Beeko: 2020 gab es in vielen afrikanischen Ländern auch Wahlen, etwa in Tansania, Burundi und der Elfenbeinküste, in Uganda stehen sie bevor. In diesem aufgeladenen Umfeld wurde die Pandemie oft zum Vorwand, um Gewalt gegen die Zivilgesellschaft einzusetzen und kritische Journalisten mundtot zu machen. Wenn Staaten schon vorher Bevölkerungsgruppen diskriminiert oder unterdrückt hatten, waren die Hemmschwellen sehr niedrig, in der Pandemie mit massiver Gewalt vorzugehen. Die Corona-Krise trifft viele Menschen in Entwicklungsländern wirtschaftlich sehr hart, weil die Staaten Ausfälle kaum oder gar nicht auffangen können. Viele Regierungen befürchten politische Instabilität. Um das zu verhindern, setzen sie auf Gewalt und Repression.

Hat die Pandemie die soziale Kluft vertieft?

Beeko: Corona hat die Schwachen schwächer gemacht. Viele ihrer Jobs und Einkommensmöglichkeiten in Entwicklungsländern fielen weg, ohne dass es einen Ausgleich gab, Hilfsprogramme wurden gestoppt, der Zugang zu Bildung wurde schwerer. Und die Schwächsten in einer Gesellschaft können sich schlechter gegen Krankheiten schützen. Entwicklungsfortschritte stehen auf der Kippe. Denn Geld, das jetzt in die Pandemie-Bekämpfung fließt, fehlt an anderer Stelle in der Gesundheitsversorgung oder in der Armutsbekämpfung.

Wie wichtig sind die Protestbewegungen, die es in vielen Teilen der Welt gibt?

Beeko: Die gute Nachricht ist, dass Menschen weltweit auf die Straße gingen oder vor die Gerichte zogen, wo Regierungen versucht haben, die Corona-Krise zu instrumentalisierten oder zu ignorieren.
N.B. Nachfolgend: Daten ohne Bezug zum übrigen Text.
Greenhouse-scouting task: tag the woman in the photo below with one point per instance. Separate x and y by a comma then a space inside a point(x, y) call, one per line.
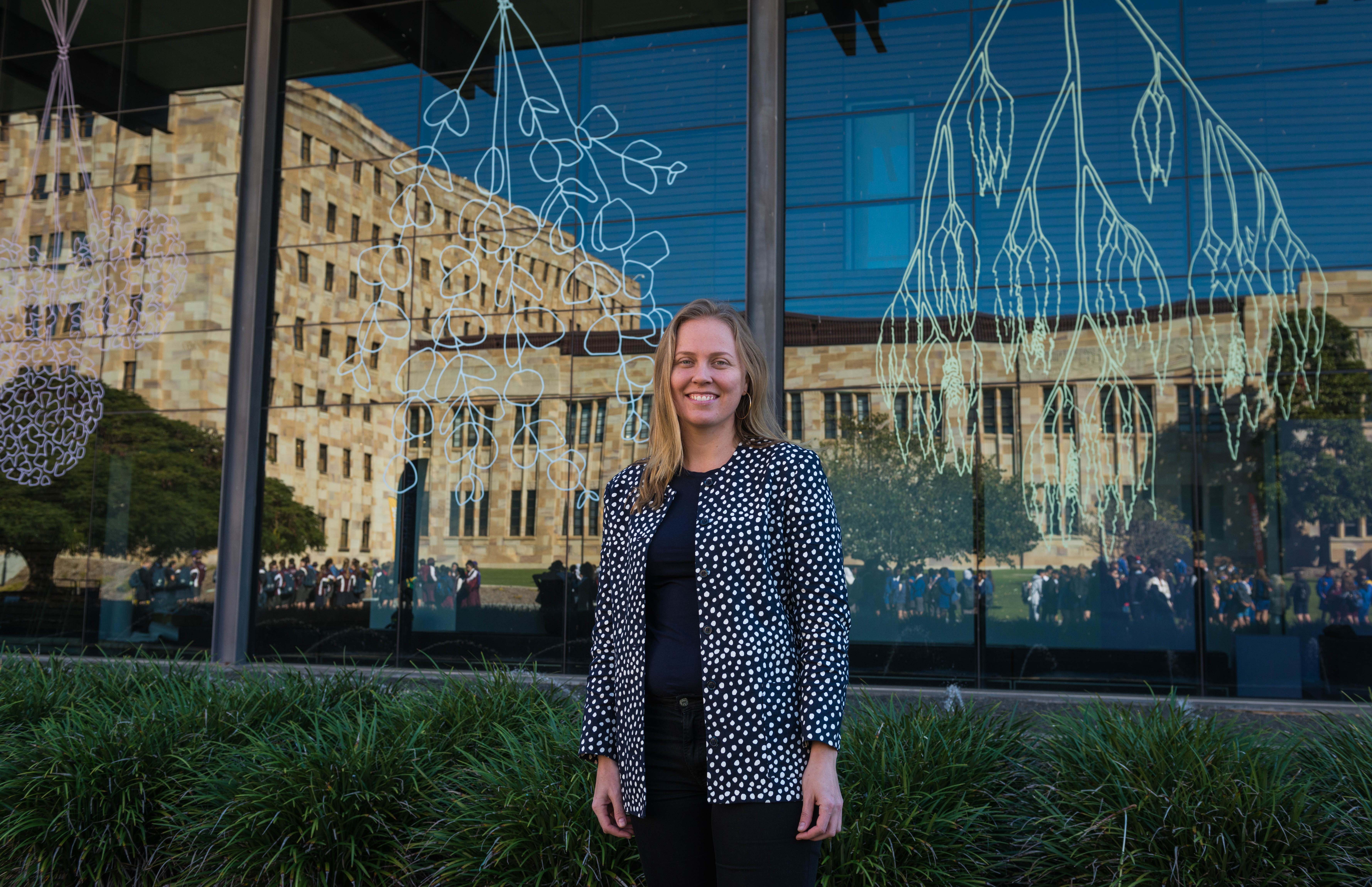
point(720, 654)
So haben wir in Belarus gesehen, dass sich die Menschen nicht von staatlicher Repression abschrecken ließen. In Nigeria demonstrieren junge Leute mutig gegen Polizeigewalt. Aber wichtig ist internationale Solidarität mit ihnen, auch mit Menschen wie Joshua Wong und Jimmy Lai, die in Hongkong verfolgt werden.